The “democratization of food” that’s occurred over the past ten years through the chef-driven restaurant and demise of the white table cloth is unprecedented. Spawned out of the 2008 economic downturn and changing demands of the millennial market, the food industry has transformed into something that the Patrick Bateman Dorsia crowd of yesteryear could never have imagined. These changes have not been exclusive to the coasts either as towns everywhere are experiencing major developments commonly referred to as “food scenes.”
Yet as different as share plates in rustic atmospheres with Edison lights and exposed brick walls may be, there is one constant in the industry that always stays the same. The risk and cost of doing business.
Mad Men and the existentialist adventures of Donald Draper debuted in the summer of 2007 quickly giving rise to a new found interest in mid-century art, clothing and interior design. But for the sake of the food industry, Draper’s exploits often revolved around his penchant for liquor, and cocktails in particular.

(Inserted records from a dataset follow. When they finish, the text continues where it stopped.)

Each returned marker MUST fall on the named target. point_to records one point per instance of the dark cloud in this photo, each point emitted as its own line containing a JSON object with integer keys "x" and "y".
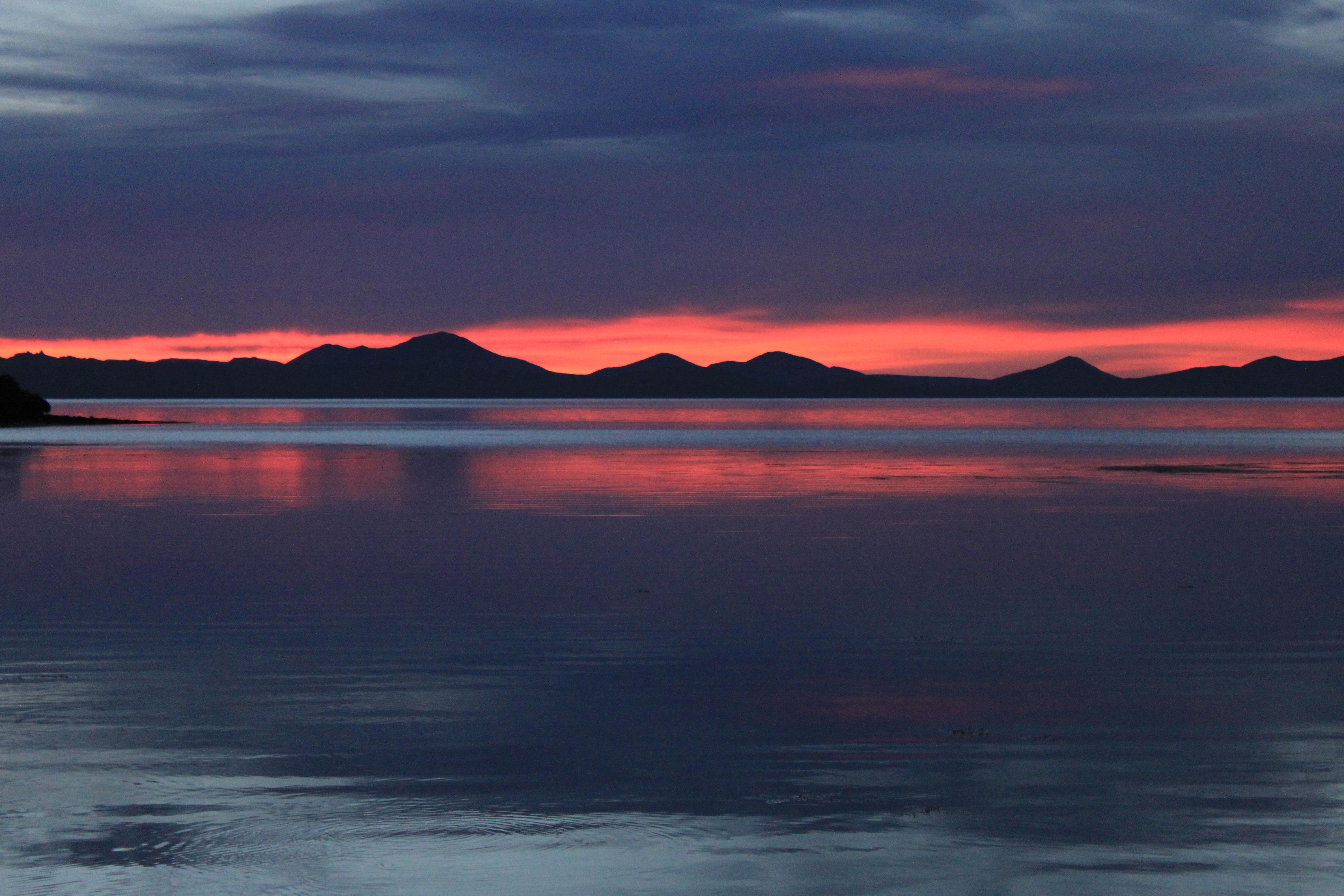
{"x": 419, "y": 164}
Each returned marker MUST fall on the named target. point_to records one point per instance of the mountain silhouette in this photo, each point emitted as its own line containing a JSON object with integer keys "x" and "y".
{"x": 792, "y": 373}
{"x": 1066, "y": 378}
{"x": 435, "y": 350}
{"x": 449, "y": 366}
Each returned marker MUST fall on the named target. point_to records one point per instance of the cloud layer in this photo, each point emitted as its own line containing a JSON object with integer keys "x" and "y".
{"x": 406, "y": 166}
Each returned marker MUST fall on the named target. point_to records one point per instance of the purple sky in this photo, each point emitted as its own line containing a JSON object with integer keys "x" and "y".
{"x": 178, "y": 167}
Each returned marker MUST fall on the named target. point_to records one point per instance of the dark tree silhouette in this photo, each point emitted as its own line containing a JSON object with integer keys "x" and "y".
{"x": 18, "y": 404}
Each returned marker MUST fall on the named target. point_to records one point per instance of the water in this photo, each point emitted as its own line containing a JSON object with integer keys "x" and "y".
{"x": 632, "y": 648}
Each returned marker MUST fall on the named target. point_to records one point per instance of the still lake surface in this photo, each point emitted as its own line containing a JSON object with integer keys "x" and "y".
{"x": 646, "y": 648}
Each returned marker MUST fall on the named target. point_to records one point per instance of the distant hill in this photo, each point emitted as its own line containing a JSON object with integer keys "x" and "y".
{"x": 449, "y": 366}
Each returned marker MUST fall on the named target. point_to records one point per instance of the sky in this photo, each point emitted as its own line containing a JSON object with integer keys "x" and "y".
{"x": 953, "y": 187}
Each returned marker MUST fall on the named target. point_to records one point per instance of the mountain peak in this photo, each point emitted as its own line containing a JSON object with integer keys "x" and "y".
{"x": 660, "y": 362}
{"x": 1066, "y": 378}
{"x": 431, "y": 350}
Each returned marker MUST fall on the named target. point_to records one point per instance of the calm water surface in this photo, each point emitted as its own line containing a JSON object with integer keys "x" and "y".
{"x": 628, "y": 648}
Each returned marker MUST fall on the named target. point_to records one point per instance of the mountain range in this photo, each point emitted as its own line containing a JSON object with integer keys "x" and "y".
{"x": 449, "y": 366}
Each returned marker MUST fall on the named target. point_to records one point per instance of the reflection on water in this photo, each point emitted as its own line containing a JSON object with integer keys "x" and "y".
{"x": 582, "y": 480}
{"x": 1275, "y": 414}
{"x": 279, "y": 476}
{"x": 921, "y": 667}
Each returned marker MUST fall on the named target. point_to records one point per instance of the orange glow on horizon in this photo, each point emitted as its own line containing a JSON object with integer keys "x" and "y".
{"x": 928, "y": 346}
{"x": 273, "y": 346}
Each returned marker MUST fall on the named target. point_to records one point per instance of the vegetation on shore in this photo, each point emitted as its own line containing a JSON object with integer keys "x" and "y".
{"x": 19, "y": 405}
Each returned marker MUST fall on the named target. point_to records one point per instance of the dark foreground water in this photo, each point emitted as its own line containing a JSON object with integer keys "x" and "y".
{"x": 798, "y": 648}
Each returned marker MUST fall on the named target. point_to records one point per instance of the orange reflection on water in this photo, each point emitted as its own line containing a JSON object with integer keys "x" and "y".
{"x": 920, "y": 414}
{"x": 281, "y": 476}
{"x": 572, "y": 481}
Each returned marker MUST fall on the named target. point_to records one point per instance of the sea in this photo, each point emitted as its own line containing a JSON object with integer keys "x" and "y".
{"x": 723, "y": 648}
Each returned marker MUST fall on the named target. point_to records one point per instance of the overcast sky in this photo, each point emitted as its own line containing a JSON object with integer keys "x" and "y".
{"x": 241, "y": 166}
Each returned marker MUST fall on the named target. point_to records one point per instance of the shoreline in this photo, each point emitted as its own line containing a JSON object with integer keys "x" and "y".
{"x": 61, "y": 420}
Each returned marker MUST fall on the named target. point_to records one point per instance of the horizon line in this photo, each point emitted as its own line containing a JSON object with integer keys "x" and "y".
{"x": 913, "y": 347}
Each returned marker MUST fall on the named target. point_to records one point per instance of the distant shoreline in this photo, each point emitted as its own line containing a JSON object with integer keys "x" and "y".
{"x": 61, "y": 420}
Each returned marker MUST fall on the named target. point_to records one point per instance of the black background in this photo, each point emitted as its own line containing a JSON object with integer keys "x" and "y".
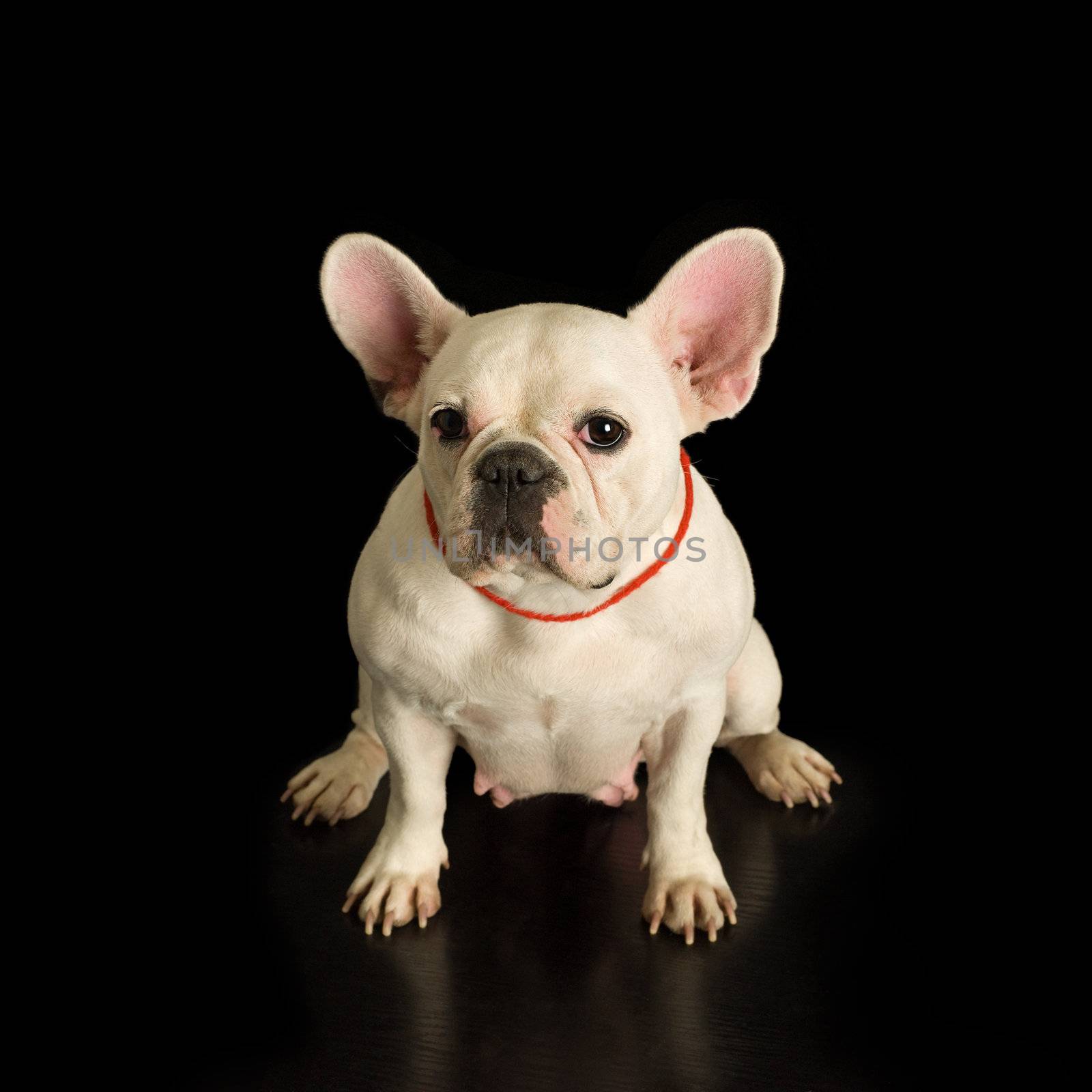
{"x": 291, "y": 464}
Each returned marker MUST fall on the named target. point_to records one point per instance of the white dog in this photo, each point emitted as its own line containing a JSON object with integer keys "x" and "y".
{"x": 558, "y": 633}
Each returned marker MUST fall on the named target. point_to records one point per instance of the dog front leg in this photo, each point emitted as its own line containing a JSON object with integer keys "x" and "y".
{"x": 400, "y": 878}
{"x": 686, "y": 884}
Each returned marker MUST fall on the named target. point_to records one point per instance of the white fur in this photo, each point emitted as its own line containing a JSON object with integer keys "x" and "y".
{"x": 670, "y": 671}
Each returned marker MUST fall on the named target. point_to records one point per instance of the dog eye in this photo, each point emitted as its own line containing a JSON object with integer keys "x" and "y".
{"x": 449, "y": 424}
{"x": 602, "y": 433}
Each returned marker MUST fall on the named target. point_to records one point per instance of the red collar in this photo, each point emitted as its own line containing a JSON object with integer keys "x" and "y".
{"x": 642, "y": 578}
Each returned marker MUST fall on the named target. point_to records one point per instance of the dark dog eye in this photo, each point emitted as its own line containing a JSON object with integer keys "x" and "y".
{"x": 602, "y": 433}
{"x": 450, "y": 424}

While Don, Roger, and the other characters were off boozing in the office, having three-martini lunches and sipping Old Fashioneds’ in countless wood-paneled enclaves, real bartenders and creative types were quick to take note. Eventually craft cocktail bars like The Summit in NYC, The Aviary in Chicago and The Bourbon & Branch in San Francisco began to pop up in all of the major cities. For a time, the term “Mixologist” replaced “bartender” as the general nomenclature, but then quickly reverted back after falling into comically pretentious territory. Super niche and often catering to an upper middle class, liberal arts hipster crowd, the popularity of the “cocktail bar” would soon make way for what food-oriented establishments now refer to as “The Cocktail Program.”

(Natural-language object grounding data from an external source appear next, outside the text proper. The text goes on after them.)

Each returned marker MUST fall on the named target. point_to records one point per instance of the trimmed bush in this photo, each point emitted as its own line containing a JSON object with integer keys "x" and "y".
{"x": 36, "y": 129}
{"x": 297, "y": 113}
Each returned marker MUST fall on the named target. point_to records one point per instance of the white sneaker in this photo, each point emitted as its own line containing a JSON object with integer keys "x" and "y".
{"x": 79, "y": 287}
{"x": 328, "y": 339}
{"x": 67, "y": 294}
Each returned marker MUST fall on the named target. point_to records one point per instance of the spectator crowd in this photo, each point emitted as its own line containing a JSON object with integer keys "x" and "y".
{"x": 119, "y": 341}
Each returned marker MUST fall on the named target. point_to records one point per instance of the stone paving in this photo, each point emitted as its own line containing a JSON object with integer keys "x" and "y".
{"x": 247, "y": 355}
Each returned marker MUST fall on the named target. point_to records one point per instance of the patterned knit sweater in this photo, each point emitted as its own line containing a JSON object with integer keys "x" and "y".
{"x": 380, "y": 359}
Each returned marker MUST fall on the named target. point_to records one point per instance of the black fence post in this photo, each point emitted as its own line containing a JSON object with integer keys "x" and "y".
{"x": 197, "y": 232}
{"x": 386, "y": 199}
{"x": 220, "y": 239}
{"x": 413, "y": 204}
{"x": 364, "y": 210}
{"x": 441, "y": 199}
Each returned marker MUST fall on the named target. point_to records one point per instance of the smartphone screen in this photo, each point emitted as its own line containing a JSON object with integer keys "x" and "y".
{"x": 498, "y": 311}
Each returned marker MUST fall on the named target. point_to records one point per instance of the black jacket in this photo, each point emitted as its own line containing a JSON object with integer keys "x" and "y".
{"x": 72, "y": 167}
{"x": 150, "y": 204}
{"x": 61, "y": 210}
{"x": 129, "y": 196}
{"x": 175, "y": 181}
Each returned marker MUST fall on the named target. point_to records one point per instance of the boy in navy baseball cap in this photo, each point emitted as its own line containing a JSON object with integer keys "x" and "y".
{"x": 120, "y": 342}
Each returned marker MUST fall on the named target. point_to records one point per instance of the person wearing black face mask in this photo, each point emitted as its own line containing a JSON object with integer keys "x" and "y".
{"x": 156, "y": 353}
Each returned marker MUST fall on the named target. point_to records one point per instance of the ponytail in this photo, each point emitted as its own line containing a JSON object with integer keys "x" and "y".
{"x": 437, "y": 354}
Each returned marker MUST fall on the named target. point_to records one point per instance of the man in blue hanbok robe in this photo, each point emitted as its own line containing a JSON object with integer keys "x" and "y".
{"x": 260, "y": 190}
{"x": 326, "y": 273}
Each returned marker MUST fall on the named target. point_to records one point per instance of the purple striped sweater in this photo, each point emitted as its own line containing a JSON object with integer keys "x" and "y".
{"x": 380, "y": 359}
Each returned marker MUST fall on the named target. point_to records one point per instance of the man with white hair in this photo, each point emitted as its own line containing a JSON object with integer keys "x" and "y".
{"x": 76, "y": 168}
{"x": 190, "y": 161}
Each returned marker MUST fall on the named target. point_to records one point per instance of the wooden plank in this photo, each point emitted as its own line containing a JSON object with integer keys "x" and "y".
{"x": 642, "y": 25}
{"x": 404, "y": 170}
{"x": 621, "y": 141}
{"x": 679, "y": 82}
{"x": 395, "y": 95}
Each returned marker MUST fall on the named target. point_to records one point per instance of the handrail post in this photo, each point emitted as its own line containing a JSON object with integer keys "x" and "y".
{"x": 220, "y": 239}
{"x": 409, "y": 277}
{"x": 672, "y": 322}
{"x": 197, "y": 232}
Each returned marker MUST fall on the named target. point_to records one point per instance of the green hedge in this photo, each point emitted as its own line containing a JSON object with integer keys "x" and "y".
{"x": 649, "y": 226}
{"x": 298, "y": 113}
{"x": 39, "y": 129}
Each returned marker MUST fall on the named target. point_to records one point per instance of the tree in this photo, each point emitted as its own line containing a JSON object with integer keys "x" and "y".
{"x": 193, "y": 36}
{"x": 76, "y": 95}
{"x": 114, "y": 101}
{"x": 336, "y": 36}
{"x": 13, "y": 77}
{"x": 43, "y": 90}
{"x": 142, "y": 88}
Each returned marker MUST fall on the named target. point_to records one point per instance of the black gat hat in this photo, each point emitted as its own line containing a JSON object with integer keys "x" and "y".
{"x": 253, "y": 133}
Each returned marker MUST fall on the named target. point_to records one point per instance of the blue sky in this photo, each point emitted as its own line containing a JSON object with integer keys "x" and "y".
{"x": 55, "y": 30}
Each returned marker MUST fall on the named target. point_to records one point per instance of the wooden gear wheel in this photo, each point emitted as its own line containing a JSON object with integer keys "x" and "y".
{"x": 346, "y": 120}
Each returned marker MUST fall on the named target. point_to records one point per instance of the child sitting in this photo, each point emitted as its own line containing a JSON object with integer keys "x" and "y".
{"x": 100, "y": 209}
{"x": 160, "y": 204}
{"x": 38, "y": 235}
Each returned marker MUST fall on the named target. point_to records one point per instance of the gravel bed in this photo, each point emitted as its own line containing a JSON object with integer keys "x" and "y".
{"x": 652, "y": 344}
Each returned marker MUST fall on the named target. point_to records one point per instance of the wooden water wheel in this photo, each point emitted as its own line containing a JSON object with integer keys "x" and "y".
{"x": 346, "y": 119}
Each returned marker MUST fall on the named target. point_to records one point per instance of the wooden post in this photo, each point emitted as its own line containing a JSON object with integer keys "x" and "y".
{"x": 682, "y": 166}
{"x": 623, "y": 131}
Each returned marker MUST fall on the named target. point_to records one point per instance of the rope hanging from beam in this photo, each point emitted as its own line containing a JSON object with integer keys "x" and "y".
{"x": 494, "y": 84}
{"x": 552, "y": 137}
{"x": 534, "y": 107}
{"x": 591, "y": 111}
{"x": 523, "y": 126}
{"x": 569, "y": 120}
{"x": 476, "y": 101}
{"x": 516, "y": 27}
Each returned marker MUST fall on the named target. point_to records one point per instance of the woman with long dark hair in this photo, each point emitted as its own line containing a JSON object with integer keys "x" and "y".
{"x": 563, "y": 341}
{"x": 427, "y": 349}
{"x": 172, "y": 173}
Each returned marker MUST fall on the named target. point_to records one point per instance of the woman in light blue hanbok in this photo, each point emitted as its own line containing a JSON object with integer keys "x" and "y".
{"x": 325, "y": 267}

With the rise of this phenomena, new restaurants were able to adopt an extra course, and thereby an extra layer of margin, over something that the customers would come to view as a mandatory part of their overall dining experience.
Prior to the recession, restaurants could be categorized into two groups, fine dining and casual dining. Of course there have always been countless differences between takeout, fast food, ethnic cuisine and so on, but for the most part, all of these would still fall under one of the two groups. Also in 2004, you would be very hard-pressed to find a casual restaurant serving Squid Ink Ravioli in a Lemongrass Broth with Goat Cheese Profiteroles, and Roasted Partridge Breast in a Raspberry Coulis with a sorrel Timbale. Today, you can eat food like that in an off part of a small town, with no table cloth or pretension anywhere to be found. It will also be served to you by a guy covered in tattoos and facial piercings. Arguably, fine food has been liberated from its conservative, and often too-stuffy roots.

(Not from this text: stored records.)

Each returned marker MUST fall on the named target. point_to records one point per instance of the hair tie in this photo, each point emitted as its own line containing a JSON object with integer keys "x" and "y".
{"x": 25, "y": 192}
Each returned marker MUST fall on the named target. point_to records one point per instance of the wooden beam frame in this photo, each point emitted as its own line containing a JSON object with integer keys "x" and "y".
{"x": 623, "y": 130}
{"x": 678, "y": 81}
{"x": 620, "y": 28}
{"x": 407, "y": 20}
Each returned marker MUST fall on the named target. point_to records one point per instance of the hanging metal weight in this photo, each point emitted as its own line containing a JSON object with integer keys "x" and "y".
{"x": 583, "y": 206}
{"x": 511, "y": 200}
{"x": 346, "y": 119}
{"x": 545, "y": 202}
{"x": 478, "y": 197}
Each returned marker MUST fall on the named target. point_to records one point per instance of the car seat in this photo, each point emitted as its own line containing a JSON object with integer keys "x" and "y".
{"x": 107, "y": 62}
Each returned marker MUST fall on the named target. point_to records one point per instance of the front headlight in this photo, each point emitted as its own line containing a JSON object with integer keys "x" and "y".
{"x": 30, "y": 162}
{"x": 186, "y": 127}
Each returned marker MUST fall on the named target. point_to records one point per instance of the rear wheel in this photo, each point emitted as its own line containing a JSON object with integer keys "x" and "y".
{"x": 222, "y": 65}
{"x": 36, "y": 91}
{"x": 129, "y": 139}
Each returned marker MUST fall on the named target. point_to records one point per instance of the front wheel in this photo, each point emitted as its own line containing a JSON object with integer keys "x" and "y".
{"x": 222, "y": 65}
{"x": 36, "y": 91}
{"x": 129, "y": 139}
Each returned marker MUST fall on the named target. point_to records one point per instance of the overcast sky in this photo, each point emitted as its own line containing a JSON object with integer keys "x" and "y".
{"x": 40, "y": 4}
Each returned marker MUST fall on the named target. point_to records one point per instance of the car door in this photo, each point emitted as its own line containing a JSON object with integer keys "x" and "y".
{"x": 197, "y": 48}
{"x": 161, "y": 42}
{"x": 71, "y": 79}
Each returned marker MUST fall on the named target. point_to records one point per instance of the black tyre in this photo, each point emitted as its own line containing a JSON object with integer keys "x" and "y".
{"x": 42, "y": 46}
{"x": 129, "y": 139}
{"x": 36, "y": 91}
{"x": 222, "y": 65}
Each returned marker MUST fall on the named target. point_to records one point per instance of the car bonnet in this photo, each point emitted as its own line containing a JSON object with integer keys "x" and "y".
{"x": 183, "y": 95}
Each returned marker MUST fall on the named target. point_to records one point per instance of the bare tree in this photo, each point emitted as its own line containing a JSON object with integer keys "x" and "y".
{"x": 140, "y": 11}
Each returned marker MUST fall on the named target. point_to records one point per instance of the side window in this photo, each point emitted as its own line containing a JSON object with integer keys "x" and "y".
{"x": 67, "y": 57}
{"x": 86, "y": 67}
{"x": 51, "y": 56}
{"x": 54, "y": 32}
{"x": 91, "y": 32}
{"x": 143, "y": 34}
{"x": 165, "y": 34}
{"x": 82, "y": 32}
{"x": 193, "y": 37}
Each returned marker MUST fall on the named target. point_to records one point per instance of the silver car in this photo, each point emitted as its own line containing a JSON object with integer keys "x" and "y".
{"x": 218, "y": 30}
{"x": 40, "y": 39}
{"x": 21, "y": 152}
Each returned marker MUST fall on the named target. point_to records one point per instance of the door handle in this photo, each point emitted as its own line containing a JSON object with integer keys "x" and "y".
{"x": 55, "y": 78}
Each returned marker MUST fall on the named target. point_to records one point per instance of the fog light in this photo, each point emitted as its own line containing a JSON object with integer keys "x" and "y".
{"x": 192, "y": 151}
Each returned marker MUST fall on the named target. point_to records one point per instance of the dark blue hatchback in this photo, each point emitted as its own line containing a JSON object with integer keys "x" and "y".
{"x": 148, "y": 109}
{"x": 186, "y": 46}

Jack and Coke, Gin and Tonic and Cranberry Vodkas set the customer back a mere $6.00, but were ordered far less than diners now who inevitably order a round of $14.00 cocktails before their meal, not instead of, but in addition to bottles of wine. While there is little argument to be made about the quality of a Jameson-Soda versus a properly made small-batch Rye Manhattan, the actual cost difference for the restaurant is marginal, yet the price modern drinks can command are virtually double their boring predecessors.
The restaurant business is a difficult proposition thanks to high labor, food costs, spoilage, overhead and fierce competition. From my limited understanding of what some successful people in the industry have told me, the goal is to keep food cost below 35% and payroll under 25%. Given overhead and all of the other expenses, that doesn’t leave much room for error. With the cocktail program, the restaurant may be using slightly more expensive liquor than what tenders in Canada call “bar rail, domestic,” and they may be forking over a bit more cost in the time it takes to make the drink, but they still see in excess of six or seven times the return on a $14 cocktail with a $1.50 to $2.00 backend cost.
Thanks to the extra $10 to $12 of per head profit for each diner who chooses to order a cocktail, and a demographic that increasingly considers it a mandatory part of the dining experience, there is a lot more money to be made; affording more restaurants the opportunity to open up serving weird and interesting food, in remote, random locations. This is partially why smaller towns like Frankenmuth Michigan, Driftwood Texas and Traverse City have what people like to call great “food scenes.”
So the next time you find yourself eating pork belly tacos with a side of miso-soy cauliflower and Shishito peppers, be sure to order a cocktail and don’t forget to toast Don Draper and the show that inspired it all in the first place.